Lyon’da düzenlenen Bocuse d’Or Gastronomi yarışmasının galibi şef Brian Mark Hansen liderliğinde Danimarka oldu. İkinci sırayı Norveç, üçüncülüğü Macaristan aldı. En genç yarışmacı 25 yaşındaki Fransız kadın şef Naïs Pirollet ise beşincilikte yetindi.

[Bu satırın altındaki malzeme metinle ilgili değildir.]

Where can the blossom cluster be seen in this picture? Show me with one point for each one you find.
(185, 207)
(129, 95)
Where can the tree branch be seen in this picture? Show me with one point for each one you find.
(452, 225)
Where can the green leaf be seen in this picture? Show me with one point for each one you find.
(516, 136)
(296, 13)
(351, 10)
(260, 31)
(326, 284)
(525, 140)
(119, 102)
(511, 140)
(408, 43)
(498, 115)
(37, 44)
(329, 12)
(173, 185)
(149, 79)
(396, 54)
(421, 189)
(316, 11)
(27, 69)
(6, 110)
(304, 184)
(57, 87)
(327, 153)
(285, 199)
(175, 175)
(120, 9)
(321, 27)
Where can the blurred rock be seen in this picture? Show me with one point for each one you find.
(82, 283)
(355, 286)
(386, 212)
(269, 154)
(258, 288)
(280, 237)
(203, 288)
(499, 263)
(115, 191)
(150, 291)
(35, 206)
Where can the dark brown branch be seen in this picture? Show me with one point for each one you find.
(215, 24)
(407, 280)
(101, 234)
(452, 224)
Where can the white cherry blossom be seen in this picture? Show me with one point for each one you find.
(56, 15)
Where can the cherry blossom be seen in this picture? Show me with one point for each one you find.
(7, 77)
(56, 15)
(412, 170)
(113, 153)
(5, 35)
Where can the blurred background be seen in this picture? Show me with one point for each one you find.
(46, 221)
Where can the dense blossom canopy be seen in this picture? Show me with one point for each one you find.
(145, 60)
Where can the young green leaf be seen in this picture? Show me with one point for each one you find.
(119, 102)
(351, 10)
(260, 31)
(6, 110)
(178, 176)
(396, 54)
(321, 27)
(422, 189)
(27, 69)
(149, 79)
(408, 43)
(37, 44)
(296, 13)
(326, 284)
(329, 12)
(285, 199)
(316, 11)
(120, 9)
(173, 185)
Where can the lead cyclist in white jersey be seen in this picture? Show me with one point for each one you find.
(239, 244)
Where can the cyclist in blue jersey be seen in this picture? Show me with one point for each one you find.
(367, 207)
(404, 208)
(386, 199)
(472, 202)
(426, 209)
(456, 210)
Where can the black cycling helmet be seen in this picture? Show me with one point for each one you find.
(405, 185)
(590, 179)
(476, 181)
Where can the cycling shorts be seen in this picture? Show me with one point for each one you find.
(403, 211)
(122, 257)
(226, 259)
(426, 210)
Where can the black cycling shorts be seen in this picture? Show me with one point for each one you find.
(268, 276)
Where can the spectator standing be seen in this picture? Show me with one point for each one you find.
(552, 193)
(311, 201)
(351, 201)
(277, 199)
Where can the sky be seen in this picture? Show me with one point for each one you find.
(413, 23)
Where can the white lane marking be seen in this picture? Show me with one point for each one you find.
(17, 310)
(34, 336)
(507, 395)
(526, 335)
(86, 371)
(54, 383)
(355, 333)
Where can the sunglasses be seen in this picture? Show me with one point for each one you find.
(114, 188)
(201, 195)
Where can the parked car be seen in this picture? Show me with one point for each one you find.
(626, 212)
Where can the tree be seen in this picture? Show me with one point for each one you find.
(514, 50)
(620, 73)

Dünyanın en prestijli şef yarışmalarından biri olan Bocuse d’Or dünya finalini Danimarka kazandı. Adını efsanevi Fransız şef Paul Bocuse’den alan dünya şefler şampiyonası Bocuse d’Or, Fransa’nın Lyon kentinde SIRHA fuarı çerçevesinde iki yılda bir düzenleniyor. 1987 yılından beri verilen ödüller için önce ülke ve bölge yarışmaları yapılıyor, elemeleri geçen 24 takım dünya şampiyonasına katılabiliyor. Ülke takımlarının seyircilerin dizildiği tribünlerin önünde yan yana kurulan mutfaklarda en iyi yemekleri hazırlamak için 5 saat 35 dakika boyunca ter döktüğü yarışma oldukça şenlikli. Taraftarlar tıpkı bir spor yarışması gibi tezahürat yapıyor, kaynana zırıltısından zurnaya dek olmadık şamatayla takımlarına destek veriyor. Bu yıl tribünlerin en renkli seyirci topluluğu kuşkusuz Japonlardı. Kıyafetlerinden organize tempolu sloganlarına kadar kusursuz bir performans sergilediler.
Danimarka’nın kazanması bir sürpriz sayılmaz; çünkü önceki yıllarda sırasıyla Bronz, Gümüş ve Altın madalyaları sıra sıra dizen Danimarkalı şef Rasmus Kofoed’in tekrarlanması neredeyse imkânsız zaferlerinden sonra Danimarka hep üst sıralarda yer aldı ve bu yıl da Altın madalyayı Brian Mark Hansen ile kaptı. Brian Mark Hansen ülkesinde sanatçı yönüyle tanınan bir şef, Søllerød Kro restoranıyla 1 Michelin yıldızı var. Ancak uluslararası platformlarda çok tanınmıyordu. Genç yardımcısı Elisabeth Madsen ile gösterdikleri kusursuz performansla podyuma çıktılar.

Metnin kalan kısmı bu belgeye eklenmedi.